The Imperial Roman army is a term that may be applied to the terrestrial armed forces deployed by the Roman Empire from about 30 BC to 476 AD. This period is sometimes spilt into the Principate (30 BC - 284 AD) and Dominate (285-476) periods.

Under Augustus (ruled 30 BC – 14 AD), the army consisted of legions, eventually auxilia and also numeri.

As all-citizen formations, and symbolic protectors of the dominance of the Italian "master-nation", legions enjoyed greater social prestige than the auxilia for much of the Principate. This was reflected in better pay and benefits. In addition, legionaries were equipped with more expensive and protective armour than auxiliaries, notably the lorica segmentata, or laminated-strip armour. However, in 212, the Emperor Caracalla granted Roman citizenship to nearly all the Empire's freeborn inhabitants. At this point, the distinction between legions and auxilia became moot, the latter becoming all-citizen units also. The change was reflected in the disappearance, during the 3rd century, of legionaries' special equipment, and the progressive break-up of legions into cohort-sized units like the auxilia.

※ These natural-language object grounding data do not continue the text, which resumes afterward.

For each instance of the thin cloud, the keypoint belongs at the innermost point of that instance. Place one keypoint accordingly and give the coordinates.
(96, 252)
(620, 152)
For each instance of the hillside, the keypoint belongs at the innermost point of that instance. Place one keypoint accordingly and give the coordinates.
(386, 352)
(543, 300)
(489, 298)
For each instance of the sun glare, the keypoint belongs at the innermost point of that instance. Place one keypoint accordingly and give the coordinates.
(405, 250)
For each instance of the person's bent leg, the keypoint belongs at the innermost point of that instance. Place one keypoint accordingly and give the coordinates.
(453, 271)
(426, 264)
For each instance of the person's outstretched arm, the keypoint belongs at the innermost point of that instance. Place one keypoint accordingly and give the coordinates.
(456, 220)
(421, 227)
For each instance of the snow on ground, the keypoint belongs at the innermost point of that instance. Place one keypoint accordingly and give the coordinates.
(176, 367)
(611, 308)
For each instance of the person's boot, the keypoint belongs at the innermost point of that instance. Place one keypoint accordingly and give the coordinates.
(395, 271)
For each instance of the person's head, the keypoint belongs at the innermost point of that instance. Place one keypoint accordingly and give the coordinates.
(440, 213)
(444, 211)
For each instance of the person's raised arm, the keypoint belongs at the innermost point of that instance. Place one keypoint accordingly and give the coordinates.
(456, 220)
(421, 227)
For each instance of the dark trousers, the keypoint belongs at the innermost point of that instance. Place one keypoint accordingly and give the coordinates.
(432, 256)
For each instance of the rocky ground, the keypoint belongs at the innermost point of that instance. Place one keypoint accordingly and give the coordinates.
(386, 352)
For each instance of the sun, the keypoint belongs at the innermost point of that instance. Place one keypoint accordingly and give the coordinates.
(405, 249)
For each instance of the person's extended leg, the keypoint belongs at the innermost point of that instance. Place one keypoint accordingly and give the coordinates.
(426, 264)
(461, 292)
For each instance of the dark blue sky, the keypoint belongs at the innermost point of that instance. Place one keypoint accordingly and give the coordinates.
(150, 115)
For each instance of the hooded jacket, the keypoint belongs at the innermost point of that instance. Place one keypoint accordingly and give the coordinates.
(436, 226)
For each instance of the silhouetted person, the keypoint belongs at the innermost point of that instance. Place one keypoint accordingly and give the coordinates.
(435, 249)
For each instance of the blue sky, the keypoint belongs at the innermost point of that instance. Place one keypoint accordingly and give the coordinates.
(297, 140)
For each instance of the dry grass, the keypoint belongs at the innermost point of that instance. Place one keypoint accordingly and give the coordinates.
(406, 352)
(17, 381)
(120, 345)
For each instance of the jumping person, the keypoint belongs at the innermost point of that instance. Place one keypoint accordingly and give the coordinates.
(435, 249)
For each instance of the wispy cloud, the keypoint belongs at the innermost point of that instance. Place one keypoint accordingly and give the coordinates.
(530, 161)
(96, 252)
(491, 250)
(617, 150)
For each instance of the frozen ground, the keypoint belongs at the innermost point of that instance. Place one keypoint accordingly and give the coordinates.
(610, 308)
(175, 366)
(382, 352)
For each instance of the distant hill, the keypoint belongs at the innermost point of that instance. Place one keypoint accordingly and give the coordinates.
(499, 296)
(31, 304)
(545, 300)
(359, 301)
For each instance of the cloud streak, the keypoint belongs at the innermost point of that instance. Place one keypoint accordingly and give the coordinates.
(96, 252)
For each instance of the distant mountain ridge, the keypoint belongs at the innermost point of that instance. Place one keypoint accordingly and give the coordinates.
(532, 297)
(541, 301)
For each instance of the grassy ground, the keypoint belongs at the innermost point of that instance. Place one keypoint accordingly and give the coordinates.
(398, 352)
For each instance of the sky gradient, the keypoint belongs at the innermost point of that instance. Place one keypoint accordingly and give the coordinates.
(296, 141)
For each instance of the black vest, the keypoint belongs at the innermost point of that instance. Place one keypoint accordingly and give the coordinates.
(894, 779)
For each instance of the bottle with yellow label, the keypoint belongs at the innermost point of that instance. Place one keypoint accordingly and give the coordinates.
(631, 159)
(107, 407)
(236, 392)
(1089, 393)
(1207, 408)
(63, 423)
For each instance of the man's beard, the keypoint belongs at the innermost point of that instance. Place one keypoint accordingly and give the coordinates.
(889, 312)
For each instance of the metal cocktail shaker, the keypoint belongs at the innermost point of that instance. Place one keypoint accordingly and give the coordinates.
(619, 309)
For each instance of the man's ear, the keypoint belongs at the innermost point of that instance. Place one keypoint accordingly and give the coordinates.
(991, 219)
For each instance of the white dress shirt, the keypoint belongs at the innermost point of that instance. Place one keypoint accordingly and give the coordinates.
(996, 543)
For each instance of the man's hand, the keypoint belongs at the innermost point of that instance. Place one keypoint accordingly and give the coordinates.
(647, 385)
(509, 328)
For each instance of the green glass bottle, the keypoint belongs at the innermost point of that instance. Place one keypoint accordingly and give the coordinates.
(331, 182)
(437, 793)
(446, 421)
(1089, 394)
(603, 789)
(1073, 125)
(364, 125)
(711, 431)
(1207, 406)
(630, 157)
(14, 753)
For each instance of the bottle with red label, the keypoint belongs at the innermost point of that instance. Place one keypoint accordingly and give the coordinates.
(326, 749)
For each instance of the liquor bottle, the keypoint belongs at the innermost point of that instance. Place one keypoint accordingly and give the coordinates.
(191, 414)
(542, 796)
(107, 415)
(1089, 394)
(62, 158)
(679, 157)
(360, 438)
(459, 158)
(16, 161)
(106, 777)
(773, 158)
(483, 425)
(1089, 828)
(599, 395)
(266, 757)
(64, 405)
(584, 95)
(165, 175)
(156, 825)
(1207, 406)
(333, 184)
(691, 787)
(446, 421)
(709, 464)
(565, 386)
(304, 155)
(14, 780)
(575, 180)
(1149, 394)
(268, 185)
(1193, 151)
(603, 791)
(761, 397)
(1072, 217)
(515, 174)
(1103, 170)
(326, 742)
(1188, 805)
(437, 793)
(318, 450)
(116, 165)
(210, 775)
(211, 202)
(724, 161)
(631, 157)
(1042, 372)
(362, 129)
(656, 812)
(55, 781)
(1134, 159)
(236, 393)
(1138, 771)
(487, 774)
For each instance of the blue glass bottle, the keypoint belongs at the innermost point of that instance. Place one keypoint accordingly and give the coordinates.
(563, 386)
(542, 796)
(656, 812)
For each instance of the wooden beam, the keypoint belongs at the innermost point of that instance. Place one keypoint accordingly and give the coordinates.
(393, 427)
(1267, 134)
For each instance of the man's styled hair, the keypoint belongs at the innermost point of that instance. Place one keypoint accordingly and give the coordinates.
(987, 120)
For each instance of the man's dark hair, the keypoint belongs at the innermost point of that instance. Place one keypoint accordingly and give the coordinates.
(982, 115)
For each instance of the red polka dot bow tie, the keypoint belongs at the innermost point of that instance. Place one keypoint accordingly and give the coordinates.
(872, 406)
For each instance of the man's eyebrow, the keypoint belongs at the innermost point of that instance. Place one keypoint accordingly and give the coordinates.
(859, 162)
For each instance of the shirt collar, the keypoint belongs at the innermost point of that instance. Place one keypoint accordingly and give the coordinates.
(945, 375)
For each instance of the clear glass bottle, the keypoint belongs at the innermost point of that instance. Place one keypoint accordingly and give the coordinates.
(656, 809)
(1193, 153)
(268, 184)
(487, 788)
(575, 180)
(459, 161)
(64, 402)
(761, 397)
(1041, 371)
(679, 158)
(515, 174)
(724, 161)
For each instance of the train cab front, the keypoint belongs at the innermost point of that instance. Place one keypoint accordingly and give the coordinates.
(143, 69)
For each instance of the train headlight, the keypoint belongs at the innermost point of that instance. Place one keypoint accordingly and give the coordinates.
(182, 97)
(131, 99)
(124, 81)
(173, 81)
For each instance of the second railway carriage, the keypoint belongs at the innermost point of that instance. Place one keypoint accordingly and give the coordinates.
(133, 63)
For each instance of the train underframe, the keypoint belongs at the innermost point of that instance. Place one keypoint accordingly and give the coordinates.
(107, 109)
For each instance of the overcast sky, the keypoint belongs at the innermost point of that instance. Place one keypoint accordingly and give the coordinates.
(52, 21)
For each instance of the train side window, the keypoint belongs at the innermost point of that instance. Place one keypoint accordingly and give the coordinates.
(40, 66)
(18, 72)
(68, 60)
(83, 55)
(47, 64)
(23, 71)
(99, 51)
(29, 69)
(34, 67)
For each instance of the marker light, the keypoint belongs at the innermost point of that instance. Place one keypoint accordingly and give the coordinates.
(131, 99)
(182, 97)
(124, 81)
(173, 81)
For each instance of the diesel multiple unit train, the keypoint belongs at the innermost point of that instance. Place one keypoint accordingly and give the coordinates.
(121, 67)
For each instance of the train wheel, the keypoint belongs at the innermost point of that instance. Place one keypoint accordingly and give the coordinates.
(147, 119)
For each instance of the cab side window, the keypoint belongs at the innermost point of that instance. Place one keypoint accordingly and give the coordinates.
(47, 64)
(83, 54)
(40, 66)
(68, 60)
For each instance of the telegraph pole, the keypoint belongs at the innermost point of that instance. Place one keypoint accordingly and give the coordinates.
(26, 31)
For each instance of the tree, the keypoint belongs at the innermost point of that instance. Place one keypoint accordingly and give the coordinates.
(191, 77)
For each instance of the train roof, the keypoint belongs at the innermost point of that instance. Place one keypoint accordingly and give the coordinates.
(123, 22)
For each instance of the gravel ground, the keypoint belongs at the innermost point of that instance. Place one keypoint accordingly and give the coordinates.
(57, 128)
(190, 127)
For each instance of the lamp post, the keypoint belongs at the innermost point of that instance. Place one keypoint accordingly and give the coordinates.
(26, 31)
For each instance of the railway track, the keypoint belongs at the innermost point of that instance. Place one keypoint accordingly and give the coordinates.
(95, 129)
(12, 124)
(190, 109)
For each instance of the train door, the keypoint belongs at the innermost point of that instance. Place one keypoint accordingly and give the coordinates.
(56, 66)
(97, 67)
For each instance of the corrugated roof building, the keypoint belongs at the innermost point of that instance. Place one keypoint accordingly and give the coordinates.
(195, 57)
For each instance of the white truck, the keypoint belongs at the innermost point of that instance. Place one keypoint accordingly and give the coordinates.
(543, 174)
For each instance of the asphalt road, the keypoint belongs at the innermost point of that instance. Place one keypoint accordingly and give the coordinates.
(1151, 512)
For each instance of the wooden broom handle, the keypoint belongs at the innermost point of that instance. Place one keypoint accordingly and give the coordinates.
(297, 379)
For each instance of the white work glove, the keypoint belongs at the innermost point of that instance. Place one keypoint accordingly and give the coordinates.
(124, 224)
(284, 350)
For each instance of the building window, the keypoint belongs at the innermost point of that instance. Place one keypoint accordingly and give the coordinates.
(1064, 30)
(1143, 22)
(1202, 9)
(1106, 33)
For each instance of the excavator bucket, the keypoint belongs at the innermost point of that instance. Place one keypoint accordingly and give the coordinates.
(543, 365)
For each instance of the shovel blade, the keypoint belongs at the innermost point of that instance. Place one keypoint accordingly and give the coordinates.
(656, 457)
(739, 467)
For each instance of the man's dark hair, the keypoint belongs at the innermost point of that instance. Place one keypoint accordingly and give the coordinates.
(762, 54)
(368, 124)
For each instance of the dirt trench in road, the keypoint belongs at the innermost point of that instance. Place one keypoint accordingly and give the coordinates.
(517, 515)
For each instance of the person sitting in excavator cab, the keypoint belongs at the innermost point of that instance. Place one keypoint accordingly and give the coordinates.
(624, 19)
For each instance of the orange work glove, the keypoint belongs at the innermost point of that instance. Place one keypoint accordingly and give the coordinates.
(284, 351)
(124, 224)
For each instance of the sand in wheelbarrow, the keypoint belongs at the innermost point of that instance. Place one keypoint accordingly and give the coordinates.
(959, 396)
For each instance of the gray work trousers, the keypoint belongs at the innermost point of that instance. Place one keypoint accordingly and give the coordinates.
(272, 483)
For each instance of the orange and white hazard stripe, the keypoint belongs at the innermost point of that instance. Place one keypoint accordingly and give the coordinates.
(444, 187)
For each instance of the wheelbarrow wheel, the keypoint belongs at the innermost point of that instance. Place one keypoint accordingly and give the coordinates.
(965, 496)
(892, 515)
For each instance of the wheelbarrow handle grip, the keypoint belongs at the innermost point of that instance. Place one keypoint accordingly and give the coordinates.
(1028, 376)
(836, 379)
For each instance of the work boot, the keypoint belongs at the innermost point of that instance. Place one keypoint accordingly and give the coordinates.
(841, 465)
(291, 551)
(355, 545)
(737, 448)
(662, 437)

By the end of Augustus' reign, the imperial army numbered some 250,000 men, equally split between 25 legions and 250 units of auxiliaries. The numbers grew to a peak of about 450,000 by 211, in 33 legions and about 400 auxiliary units. By then, auxiliaries outnumbered legionaries substantially. From this peak, numbers probably underwent a steep decline by 270 due to plague and losses during multiple major barbarian invasions. Numbers were restored to their early 2nd-century level of c. 400,000 (but probably not to their 211 peak) under Diocletian (r. 284-305). After the Empire's borders became settled (on the Rhine-Danube line in Europe) by AD 68, virtually all military units (except the Praetorian Guard) were stationed on or near the borders, in roughly 17 of the 42 provinces of the empire in the reign of Hadrian (r. 117–138).